7. The flow detection and alarm system for the heat exchange pipeline of the reduction furnace according to claim 2, characterized in that, The infrared camera is equipped with a dust cover.

8. The flow detection and alarm system for the heat exchange pipeline of the reduction furnace according to claim 2, characterized in that, It also includes a cleaning structure for cleaning the lens of the infrared camera.

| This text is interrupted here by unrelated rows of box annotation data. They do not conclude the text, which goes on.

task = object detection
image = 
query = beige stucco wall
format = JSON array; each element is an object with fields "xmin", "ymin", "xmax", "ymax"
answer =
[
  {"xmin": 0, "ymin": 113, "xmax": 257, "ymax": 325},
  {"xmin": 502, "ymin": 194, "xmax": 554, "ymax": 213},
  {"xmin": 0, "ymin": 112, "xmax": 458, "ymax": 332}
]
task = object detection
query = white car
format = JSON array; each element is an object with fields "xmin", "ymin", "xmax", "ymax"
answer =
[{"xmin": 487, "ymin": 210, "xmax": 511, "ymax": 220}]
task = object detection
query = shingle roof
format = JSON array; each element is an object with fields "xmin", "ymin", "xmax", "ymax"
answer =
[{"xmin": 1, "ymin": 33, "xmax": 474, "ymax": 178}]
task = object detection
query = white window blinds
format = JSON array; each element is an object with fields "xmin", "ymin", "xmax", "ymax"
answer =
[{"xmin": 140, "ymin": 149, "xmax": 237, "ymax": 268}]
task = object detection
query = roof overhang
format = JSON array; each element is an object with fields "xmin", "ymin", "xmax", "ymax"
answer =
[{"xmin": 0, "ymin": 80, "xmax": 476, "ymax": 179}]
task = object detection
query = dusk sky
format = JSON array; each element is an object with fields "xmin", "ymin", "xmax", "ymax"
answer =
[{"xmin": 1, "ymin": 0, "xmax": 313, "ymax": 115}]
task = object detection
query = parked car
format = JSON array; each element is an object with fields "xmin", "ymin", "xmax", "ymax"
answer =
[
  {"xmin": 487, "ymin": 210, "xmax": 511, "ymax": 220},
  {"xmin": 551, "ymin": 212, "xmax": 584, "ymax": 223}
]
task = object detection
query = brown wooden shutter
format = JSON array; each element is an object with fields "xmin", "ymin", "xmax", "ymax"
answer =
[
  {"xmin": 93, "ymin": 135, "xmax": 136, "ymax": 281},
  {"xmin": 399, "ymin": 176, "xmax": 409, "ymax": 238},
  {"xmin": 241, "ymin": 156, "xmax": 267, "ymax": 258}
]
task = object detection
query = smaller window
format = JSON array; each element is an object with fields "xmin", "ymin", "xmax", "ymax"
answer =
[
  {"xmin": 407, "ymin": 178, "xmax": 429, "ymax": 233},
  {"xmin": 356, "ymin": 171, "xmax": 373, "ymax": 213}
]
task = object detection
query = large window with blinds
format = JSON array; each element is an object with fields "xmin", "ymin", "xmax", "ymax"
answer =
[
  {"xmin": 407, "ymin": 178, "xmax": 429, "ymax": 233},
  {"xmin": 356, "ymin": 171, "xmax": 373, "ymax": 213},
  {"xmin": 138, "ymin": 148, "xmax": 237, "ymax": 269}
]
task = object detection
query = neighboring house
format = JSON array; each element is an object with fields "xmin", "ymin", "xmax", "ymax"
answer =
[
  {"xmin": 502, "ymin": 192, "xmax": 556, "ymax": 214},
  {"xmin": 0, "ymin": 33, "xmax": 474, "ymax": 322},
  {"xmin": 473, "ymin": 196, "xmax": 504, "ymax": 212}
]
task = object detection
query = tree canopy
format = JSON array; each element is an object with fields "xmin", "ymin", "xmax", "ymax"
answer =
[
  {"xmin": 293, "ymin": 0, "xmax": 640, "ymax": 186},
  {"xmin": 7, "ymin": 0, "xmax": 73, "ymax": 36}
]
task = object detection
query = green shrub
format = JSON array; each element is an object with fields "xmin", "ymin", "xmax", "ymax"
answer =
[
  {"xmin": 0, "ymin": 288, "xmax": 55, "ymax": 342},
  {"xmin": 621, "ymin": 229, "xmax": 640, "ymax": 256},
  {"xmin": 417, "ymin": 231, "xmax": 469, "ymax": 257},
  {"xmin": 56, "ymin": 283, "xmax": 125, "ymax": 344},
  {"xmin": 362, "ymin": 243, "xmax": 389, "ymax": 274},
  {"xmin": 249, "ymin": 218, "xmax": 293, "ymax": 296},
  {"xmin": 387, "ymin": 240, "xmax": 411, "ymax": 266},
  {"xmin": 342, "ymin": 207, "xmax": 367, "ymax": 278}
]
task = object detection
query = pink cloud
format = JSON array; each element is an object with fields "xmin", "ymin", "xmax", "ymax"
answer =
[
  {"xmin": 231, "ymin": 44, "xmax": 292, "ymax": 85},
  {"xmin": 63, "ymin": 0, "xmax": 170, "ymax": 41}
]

9. The flow detection and alarm system for the heat exchange pipeline of the reduction furnace according to claim 8, characterized in that, The cleaning structure includes an air blowing device.

10. The flow detection and alarm system for the heat exchange pipeline of the reduction furnace according to any one of claims 1 to 9, characterized in that, It also includes an ambient temperature sensor, which is used to monitor the ambient temperature around the heat exchange pipes.